YCSB-CPP

Reimplement the YCSB (Yahoo! Cloud Serving Benchmark) in C++.

This project is meant for experimenting with caching layers for the YCSB benchmark.

Currently supported databases:

  • LevelDB
  • MySQL
  • MongoDB
  • Sqlite3

The cache layers' implementations can be found at KIDSSCC/cachelibArchive, which is based on cachelib.

Requirements

build and install LevelDB

git clone --recurse-submodules https://github.com/google/leveldb.git
cd leveldb
mkdir -p build && cd build
cmake -DCMAKE_BUILD_TYPE=Release .. && cmake --build .
cmake --install .

install MySQL server and mysql-connector-cpp

you can use apt-get to install

sudo apt-get install mysql-server libmysqlcppconn-dev

then configure MySQL server as you like

note in CMakeLists.txt, the libmysqlcppconn is hardcoded to /usr/include/cppconn, you may need to change it to your own path

follow the instructions here to install MongoDB, and instructions here to install the MongoDB C++ driver

install sqlite3 and libsqlite3-dev using apt (note: multithreaded version is required)
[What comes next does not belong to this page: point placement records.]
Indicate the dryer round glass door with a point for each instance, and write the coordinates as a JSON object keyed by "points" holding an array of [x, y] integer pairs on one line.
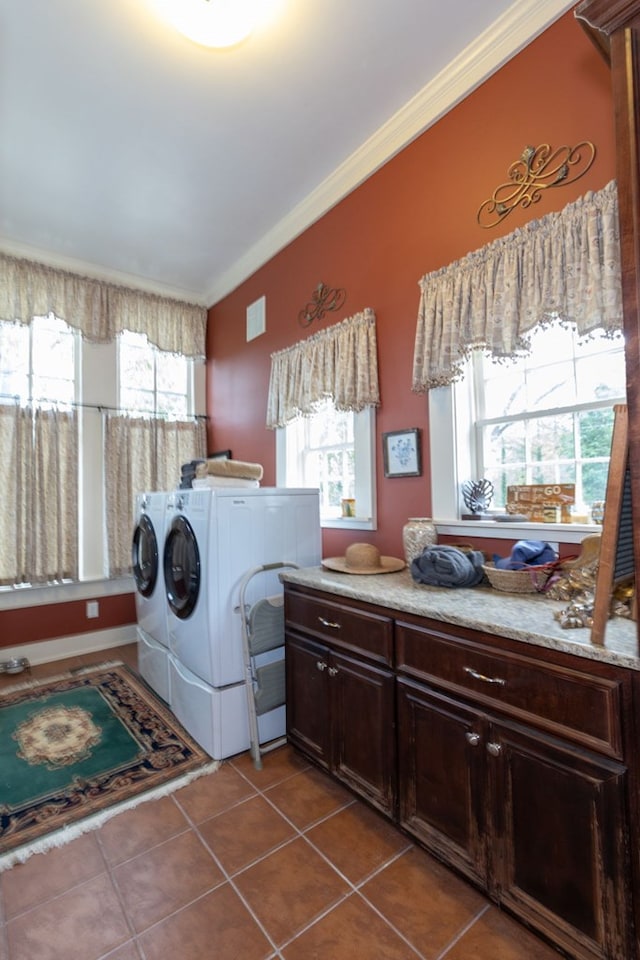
{"points": [[182, 568], [144, 556]]}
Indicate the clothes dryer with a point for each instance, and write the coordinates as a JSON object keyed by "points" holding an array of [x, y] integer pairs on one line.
{"points": [[150, 512], [213, 538]]}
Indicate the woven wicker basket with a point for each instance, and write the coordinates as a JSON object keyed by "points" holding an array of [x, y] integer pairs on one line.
{"points": [[529, 580]]}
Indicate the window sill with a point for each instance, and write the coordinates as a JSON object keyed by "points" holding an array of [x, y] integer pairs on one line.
{"points": [[15, 598], [348, 523], [494, 530]]}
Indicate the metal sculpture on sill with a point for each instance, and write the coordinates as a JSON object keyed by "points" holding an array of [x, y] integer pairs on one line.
{"points": [[537, 169], [477, 496], [324, 298]]}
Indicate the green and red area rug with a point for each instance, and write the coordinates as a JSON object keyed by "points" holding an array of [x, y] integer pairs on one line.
{"points": [[75, 750]]}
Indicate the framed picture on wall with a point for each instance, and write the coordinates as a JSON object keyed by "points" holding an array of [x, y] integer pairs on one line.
{"points": [[401, 453]]}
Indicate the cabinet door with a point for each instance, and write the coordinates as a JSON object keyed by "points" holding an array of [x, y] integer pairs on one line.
{"points": [[561, 841], [362, 708], [441, 764], [308, 720]]}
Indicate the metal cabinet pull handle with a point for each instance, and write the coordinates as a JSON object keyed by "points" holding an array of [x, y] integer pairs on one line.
{"points": [[329, 623], [480, 676]]}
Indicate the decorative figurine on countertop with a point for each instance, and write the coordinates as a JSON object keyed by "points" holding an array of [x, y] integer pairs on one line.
{"points": [[477, 496]]}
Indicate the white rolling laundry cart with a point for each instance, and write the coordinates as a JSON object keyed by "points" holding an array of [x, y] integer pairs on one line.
{"points": [[264, 677]]}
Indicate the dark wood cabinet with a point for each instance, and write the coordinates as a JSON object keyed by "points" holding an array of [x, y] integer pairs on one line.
{"points": [[441, 777], [495, 778], [537, 823], [341, 693], [515, 764], [560, 857]]}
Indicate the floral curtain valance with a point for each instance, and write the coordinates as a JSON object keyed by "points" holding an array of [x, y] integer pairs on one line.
{"points": [[340, 362], [566, 265], [99, 310]]}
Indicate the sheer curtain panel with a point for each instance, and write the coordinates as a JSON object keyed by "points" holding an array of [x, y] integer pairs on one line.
{"points": [[142, 455], [39, 474], [565, 265], [99, 310], [340, 363]]}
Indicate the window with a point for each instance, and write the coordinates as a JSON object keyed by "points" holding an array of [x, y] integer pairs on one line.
{"points": [[38, 362], [334, 451], [153, 382], [546, 418]]}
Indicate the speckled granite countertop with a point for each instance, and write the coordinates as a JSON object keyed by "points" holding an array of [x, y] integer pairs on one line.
{"points": [[528, 618]]}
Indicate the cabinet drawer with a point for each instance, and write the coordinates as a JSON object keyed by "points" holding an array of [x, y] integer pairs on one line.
{"points": [[576, 705], [341, 625]]}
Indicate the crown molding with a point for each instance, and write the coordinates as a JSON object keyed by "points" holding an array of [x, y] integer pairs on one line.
{"points": [[83, 268], [509, 34]]}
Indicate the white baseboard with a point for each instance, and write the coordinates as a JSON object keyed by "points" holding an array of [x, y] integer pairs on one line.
{"points": [[62, 647]]}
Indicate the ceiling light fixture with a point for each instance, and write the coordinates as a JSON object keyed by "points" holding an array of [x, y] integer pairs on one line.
{"points": [[216, 23]]}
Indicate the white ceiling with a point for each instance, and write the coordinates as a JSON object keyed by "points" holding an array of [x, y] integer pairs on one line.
{"points": [[130, 153]]}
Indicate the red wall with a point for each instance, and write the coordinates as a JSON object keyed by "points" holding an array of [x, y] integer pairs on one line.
{"points": [[48, 621], [414, 215]]}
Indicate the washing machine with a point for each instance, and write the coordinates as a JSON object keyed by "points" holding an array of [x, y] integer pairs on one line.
{"points": [[213, 538], [150, 516]]}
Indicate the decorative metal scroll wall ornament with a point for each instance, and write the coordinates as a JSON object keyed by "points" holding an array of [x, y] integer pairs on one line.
{"points": [[535, 171], [322, 300]]}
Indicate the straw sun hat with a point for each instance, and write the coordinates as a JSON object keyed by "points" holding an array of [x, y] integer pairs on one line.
{"points": [[363, 558]]}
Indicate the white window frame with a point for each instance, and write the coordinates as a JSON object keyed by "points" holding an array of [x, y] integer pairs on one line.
{"points": [[155, 351], [365, 473], [451, 452], [96, 390]]}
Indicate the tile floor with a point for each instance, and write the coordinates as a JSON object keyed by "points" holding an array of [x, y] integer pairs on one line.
{"points": [[247, 865]]}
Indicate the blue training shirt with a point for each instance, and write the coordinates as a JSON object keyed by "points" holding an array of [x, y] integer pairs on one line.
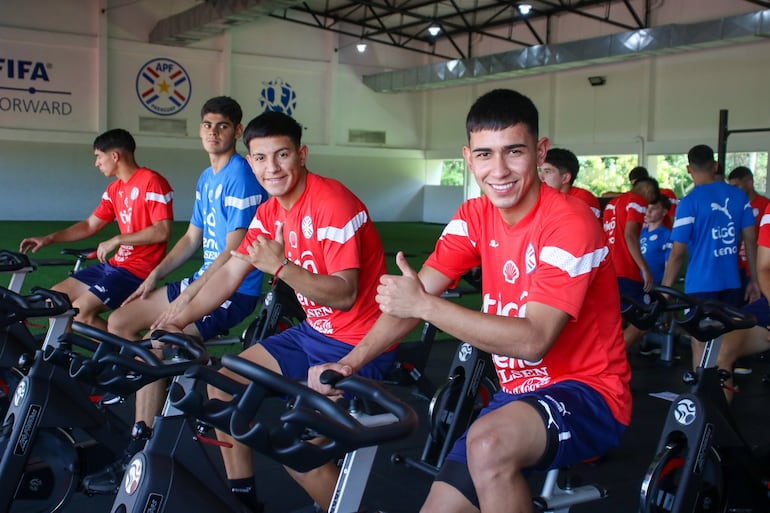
{"points": [[656, 247], [709, 220], [224, 202]]}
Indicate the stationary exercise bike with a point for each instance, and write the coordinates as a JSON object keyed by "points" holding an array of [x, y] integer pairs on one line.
{"points": [[174, 452], [702, 463], [281, 418], [40, 457], [470, 385], [280, 310]]}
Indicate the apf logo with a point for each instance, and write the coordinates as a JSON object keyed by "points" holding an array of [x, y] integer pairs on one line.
{"points": [[163, 86], [278, 96], [133, 476], [685, 412], [510, 272]]}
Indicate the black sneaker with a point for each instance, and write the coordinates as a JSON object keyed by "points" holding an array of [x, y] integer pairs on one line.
{"points": [[109, 399], [107, 480], [648, 348]]}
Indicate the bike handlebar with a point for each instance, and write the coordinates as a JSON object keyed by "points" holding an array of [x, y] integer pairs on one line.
{"points": [[11, 261], [703, 319], [283, 434], [122, 366]]}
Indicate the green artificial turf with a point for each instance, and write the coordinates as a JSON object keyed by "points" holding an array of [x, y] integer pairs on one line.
{"points": [[416, 240]]}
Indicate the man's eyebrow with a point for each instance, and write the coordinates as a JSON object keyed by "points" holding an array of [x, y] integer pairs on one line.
{"points": [[506, 147]]}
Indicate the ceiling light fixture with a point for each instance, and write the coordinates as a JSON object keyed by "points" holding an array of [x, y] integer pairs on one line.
{"points": [[524, 8], [597, 81]]}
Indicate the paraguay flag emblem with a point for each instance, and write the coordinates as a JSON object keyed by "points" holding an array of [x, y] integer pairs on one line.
{"points": [[163, 86], [531, 259]]}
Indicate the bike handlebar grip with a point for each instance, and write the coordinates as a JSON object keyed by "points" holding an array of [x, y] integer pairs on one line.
{"points": [[88, 253], [193, 347], [330, 377], [284, 439], [12, 261]]}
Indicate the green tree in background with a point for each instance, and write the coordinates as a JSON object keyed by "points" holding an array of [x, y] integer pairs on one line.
{"points": [[605, 174], [672, 174], [609, 173], [453, 172]]}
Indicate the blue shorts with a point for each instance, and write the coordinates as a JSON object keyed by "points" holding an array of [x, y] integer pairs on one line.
{"points": [[229, 313], [632, 289], [301, 347], [761, 310], [580, 426], [112, 285]]}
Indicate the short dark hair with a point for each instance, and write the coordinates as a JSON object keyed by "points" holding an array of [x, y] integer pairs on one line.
{"points": [[500, 109], [740, 173], [271, 124], [115, 139], [700, 155], [564, 160], [225, 106], [637, 173], [662, 200]]}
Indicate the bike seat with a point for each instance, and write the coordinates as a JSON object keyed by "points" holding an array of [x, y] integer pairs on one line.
{"points": [[40, 303]]}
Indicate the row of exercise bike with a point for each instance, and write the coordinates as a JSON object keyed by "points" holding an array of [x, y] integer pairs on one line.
{"points": [[701, 464]]}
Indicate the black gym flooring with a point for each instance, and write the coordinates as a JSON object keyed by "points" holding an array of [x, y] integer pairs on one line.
{"points": [[399, 489]]}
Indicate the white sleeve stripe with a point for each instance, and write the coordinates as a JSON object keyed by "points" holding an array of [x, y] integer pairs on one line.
{"points": [[256, 224], [684, 221], [458, 227], [243, 203], [572, 265], [160, 198], [344, 234]]}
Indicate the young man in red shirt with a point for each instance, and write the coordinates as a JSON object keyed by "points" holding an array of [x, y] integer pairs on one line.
{"points": [[551, 318]]}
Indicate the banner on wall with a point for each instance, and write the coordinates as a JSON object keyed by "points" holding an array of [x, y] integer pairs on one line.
{"points": [[278, 96], [163, 86], [48, 88]]}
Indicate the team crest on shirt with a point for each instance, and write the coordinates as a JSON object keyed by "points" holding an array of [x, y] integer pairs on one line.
{"points": [[530, 258], [510, 272], [307, 227]]}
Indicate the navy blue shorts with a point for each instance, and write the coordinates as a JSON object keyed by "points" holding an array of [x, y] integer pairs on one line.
{"points": [[632, 289], [229, 313], [112, 285], [761, 310], [301, 347], [580, 426]]}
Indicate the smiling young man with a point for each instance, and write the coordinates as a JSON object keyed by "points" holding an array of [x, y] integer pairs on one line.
{"points": [[317, 236], [551, 318], [226, 197], [140, 201]]}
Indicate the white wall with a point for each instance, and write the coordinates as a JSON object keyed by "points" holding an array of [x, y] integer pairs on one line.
{"points": [[661, 104]]}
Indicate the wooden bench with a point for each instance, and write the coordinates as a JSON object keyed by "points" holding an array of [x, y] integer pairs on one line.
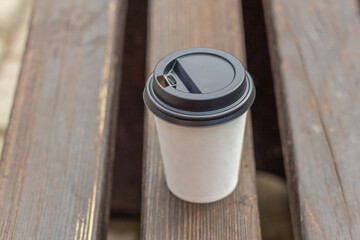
{"points": [[315, 55], [56, 165], [175, 25], [56, 168]]}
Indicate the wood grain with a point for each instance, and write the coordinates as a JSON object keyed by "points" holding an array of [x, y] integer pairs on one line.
{"points": [[126, 192], [175, 25], [315, 55], [56, 165]]}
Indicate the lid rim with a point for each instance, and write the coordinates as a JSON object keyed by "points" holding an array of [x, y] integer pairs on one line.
{"points": [[194, 109], [202, 120]]}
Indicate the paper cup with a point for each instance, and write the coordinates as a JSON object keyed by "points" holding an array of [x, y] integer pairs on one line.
{"points": [[199, 98], [201, 164]]}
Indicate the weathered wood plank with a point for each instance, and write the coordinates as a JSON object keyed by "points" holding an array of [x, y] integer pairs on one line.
{"points": [[316, 63], [175, 25], [56, 165]]}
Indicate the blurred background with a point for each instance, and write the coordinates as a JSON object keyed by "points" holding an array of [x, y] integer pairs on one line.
{"points": [[275, 221]]}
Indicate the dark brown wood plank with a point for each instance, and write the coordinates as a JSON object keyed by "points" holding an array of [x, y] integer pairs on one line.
{"points": [[126, 192], [56, 165], [315, 54], [175, 25]]}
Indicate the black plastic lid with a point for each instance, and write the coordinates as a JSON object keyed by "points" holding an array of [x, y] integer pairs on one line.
{"points": [[199, 87]]}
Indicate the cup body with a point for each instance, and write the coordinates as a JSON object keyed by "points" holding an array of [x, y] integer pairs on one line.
{"points": [[201, 163], [199, 98]]}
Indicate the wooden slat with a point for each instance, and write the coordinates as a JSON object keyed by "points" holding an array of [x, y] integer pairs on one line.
{"points": [[175, 25], [315, 54], [56, 165], [126, 193]]}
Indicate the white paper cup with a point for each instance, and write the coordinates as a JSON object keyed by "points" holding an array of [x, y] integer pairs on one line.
{"points": [[201, 164], [199, 98]]}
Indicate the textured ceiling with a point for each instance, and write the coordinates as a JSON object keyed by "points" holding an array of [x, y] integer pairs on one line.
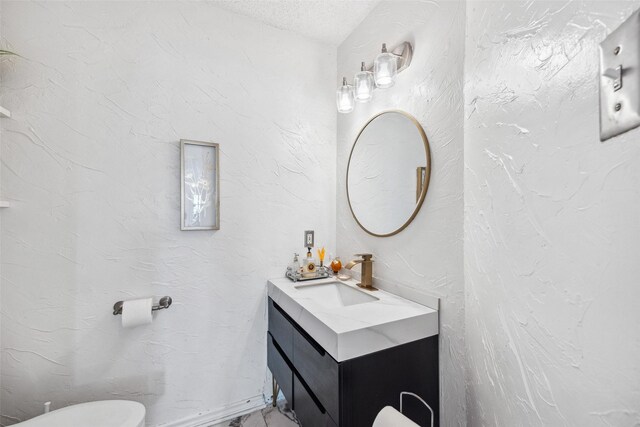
{"points": [[328, 21]]}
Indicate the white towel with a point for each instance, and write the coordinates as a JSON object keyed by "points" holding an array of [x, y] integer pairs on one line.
{"points": [[389, 417]]}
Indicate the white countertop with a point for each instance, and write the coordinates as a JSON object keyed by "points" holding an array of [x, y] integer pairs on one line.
{"points": [[355, 330]]}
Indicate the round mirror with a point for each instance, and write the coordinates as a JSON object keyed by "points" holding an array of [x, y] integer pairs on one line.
{"points": [[388, 173]]}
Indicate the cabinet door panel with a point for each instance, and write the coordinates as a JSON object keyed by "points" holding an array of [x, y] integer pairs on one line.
{"points": [[281, 329], [280, 369], [309, 412], [318, 370]]}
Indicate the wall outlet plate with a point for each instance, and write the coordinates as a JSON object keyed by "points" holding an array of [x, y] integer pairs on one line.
{"points": [[620, 79], [308, 238]]}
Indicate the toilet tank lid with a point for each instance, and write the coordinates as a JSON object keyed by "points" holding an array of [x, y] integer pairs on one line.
{"points": [[102, 413]]}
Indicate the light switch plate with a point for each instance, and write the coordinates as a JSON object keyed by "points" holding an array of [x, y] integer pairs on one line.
{"points": [[620, 79], [308, 238]]}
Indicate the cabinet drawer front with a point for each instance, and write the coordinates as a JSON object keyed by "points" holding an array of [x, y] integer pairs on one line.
{"points": [[308, 411], [280, 369], [281, 329], [318, 370]]}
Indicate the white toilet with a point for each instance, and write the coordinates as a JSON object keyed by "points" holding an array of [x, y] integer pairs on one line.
{"points": [[103, 413]]}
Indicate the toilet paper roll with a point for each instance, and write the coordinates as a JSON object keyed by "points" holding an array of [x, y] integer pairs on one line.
{"points": [[389, 417], [136, 312]]}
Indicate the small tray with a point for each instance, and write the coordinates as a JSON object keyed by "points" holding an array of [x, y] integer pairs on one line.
{"points": [[322, 273]]}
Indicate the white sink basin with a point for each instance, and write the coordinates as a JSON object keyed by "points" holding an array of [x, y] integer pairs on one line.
{"points": [[335, 294], [349, 322]]}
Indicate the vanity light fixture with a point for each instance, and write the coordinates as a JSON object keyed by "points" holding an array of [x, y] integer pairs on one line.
{"points": [[385, 68], [383, 74], [363, 83], [345, 97]]}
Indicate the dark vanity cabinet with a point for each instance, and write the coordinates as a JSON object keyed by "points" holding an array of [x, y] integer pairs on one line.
{"points": [[323, 392]]}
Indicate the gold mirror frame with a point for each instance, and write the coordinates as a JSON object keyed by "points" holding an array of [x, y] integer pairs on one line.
{"points": [[425, 187]]}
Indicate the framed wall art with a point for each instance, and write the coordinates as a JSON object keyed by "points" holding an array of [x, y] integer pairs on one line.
{"points": [[200, 185]]}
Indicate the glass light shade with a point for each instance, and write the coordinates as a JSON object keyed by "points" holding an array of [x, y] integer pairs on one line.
{"points": [[385, 69], [363, 83], [344, 97]]}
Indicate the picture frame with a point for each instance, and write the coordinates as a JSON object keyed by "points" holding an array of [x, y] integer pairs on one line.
{"points": [[199, 185]]}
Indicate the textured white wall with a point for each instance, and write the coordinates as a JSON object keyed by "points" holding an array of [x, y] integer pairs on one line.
{"points": [[552, 222], [91, 162], [428, 254]]}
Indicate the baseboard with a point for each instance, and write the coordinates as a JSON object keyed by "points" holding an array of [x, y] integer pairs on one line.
{"points": [[220, 415]]}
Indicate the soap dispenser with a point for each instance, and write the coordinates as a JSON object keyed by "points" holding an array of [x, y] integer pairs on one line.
{"points": [[294, 267], [309, 265]]}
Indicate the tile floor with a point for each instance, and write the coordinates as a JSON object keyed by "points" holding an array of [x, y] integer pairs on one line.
{"points": [[280, 416]]}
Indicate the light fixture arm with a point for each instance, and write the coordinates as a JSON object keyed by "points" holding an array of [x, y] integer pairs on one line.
{"points": [[403, 53]]}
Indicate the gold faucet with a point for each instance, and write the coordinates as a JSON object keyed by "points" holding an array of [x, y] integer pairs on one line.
{"points": [[366, 270]]}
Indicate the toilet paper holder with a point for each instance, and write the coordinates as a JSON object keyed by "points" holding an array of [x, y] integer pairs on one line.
{"points": [[164, 302]]}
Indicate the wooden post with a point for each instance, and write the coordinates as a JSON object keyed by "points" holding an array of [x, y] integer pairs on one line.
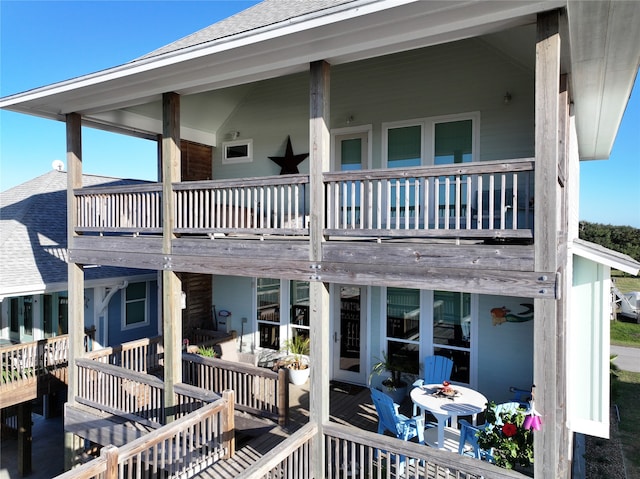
{"points": [[171, 287], [75, 275], [548, 390], [283, 397], [110, 452], [228, 423], [25, 438], [319, 162]]}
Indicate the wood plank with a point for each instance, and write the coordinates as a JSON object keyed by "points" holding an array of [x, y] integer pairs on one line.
{"points": [[100, 428], [473, 256], [481, 167], [319, 307], [547, 79], [511, 283]]}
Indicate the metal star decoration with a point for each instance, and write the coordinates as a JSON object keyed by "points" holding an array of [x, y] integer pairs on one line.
{"points": [[289, 162]]}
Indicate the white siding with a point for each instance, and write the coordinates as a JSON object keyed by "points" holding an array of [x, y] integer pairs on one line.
{"points": [[588, 349]]}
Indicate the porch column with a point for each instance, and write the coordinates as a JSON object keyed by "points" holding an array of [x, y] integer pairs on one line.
{"points": [[319, 147], [171, 313], [74, 444], [547, 447]]}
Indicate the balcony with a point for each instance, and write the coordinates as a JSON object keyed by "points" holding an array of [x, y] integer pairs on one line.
{"points": [[480, 200]]}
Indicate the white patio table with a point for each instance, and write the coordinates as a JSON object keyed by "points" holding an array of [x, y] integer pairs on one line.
{"points": [[467, 402]]}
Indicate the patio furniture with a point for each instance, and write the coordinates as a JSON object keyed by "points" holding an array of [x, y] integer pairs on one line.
{"points": [[465, 402], [468, 444], [436, 370], [389, 419]]}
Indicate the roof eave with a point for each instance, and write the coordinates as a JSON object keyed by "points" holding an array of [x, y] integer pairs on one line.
{"points": [[604, 62]]}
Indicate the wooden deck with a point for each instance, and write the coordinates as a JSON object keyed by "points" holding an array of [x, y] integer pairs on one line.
{"points": [[348, 406]]}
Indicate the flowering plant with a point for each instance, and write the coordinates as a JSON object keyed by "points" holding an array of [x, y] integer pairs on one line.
{"points": [[505, 437]]}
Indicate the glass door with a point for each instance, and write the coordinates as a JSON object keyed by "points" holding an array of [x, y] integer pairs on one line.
{"points": [[349, 334]]}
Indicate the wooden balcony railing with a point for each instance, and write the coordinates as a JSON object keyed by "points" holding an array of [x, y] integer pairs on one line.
{"points": [[180, 449], [143, 355], [353, 452], [125, 209], [252, 205], [258, 391], [133, 395], [28, 361], [292, 460], [483, 199]]}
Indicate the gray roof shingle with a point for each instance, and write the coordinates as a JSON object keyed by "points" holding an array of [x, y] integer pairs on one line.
{"points": [[33, 234], [264, 14]]}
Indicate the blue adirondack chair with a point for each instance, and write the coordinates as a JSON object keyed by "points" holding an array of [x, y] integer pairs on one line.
{"points": [[468, 444], [436, 369], [389, 419]]}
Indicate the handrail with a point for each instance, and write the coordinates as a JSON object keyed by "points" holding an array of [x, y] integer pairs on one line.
{"points": [[353, 452], [26, 361], [179, 449], [131, 394], [476, 200], [292, 459], [259, 391], [142, 355], [483, 199]]}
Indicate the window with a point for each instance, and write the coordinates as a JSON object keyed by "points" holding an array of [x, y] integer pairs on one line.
{"points": [[452, 331], [268, 303], [239, 151], [429, 141], [135, 306], [299, 297], [403, 328]]}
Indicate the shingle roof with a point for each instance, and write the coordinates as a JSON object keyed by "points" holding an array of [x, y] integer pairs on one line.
{"points": [[264, 14], [33, 234]]}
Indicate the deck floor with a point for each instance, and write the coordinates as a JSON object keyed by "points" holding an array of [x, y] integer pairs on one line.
{"points": [[348, 406]]}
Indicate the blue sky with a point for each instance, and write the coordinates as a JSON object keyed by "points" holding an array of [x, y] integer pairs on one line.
{"points": [[42, 42]]}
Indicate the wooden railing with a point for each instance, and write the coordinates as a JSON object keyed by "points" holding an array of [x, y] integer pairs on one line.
{"points": [[28, 361], [129, 394], [353, 452], [143, 355], [133, 395], [472, 199], [180, 449], [258, 391], [126, 209], [250, 205], [481, 199], [293, 460]]}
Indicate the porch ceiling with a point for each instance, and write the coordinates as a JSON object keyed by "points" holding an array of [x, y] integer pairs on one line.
{"points": [[604, 61]]}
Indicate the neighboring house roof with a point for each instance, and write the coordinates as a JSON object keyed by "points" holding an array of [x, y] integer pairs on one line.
{"points": [[602, 255], [280, 37], [33, 236]]}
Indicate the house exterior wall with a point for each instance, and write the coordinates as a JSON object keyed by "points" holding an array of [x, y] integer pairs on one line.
{"points": [[493, 373], [116, 333], [462, 77], [505, 351]]}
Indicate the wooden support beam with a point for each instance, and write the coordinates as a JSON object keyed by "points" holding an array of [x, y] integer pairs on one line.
{"points": [[171, 287], [547, 78], [75, 274], [319, 157], [25, 438]]}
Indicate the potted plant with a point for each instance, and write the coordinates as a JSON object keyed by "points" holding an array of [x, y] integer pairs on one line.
{"points": [[297, 359], [507, 439], [394, 385]]}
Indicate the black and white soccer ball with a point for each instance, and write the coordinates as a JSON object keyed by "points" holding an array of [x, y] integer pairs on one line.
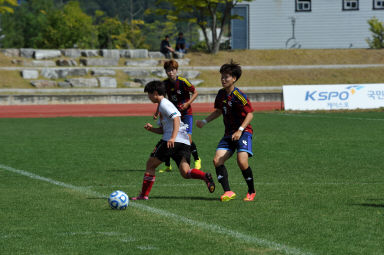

sudo apt install sqlite3 libsqlite3-dev

optional dependencies

this repository includes a fake header of cache layer, so you can build the project without the KIDSSCC/cachelibArchive, to build the project with the cache layer, follow the instructions from the KIDSSCC/cachelibArchive

Build

git clone https://github.com/SynodicMonth/YCSB-CPP.git
cd YCSB-CPP
mkdir -p build && cd build
cmake .. && cmake --build .

Usage

Edit `src/benchmarks/config.h to configure the backend and benchmark settings, then compile the project.

cd build
cmake .. && cmake --build .

Then run the benchmark using command below, the benchmark will prepare the database and run the workload

./YCSB-CPP --threads <num_threads>

To enable the cache layer, use

./YCSB-CPP --threads <num_threads> --cache

If you want to seperate the prepare and run phase, use

./YCSB-CPP --prepare
./YCSB-CPP --run --threads <num_threads> --cache

Note: if the benchmark inserts data in the runnning phase, it will automatically remove the data inserted when the program exits. But if its interrupted or crashed, the data will remain in the database, so you need to prepare the database again.

Config

The benchmark settings can be configured in src/benchmarks/config.h

You can change the backend by defining the BACKEND macro to the backend you want to use

// #define BACKEND MySQLBackend
// #define BACKEND MongoDBBackend
#define BACKEND LevelDBBackend
// #define BACKEND SQLiteBackend

These macros control how the benchmark will run

#define MAX_RECORDS 1000 // number of records in the database
#define MAX_FIELDS 10 // number of fields in each record
#define MAX_FIELD_SIZE 100 // size of each field (in chars)
#define MAX_QUERIES 100000 // number of queries to execute
#define QUERY_PROPORTION 0.98 // proportion of read queries, the rest are insert queries

There are 5 distributions for the queries, DISTRIBUTION_ZIPFIAN, DISTRIBUTION_UNIFORM, DISTRIBUTION_SEQUENTIAL, DISTRIBUTION_HOTSPOT, DISTRIBUTION_EXPONENTIAL, you can change the distribution by defining the DISTRIBUTION macro

#define DISTRIBUTION DISTRIBUTION_ZIPFIAN // distribution of the keys

some distributions require additional parameters, you can change the parameters accordingly

#if DISTRIBUTION == DISTRIBUTION_ZIPFIAN
    #define ZIPFIAN_SKEW 0.99
#elif DISTRIBUTION == DISTRIBUTION_HOTSPOT
    // p(x \in [0, HOTSPOT_PROPORTION * N)) = HOTSPOT_ALPHA
    // p(x \in [HOTSPOT_PROPORTION * N, N)) = (1 - HOTSPOT_ALPHA)
    #define HOTSPOT_PROPORTION 0.2
    #define HOTSPOT_ALPHA 0.8
#elif DISTRIBUTION == DISTRIBUTION_EXPONENTIAL
    #define EXPONENTIAL_LAMBDA 0.1
#endif

Note: We define hotspot as a piecewise function, where the first HOTSPOT_PROPORTION of the keys have a probability of HOTSPOT_ALPHA and the rest have a probability of 1 - HOTSPOT_ALPHA. Which can be fomulated as:

$$ P(x) = \begin{cases} \alpha & \text{if } x \in [0, Prop \times N) \ 1 - \alpha & \text{if } x \in [Prop \times N, N) \end{cases} $$ , where $N$ is the number of records, $Prop$ is the proportion of the keys, and $\alpha$ is the probability of the first $Prop$ keys.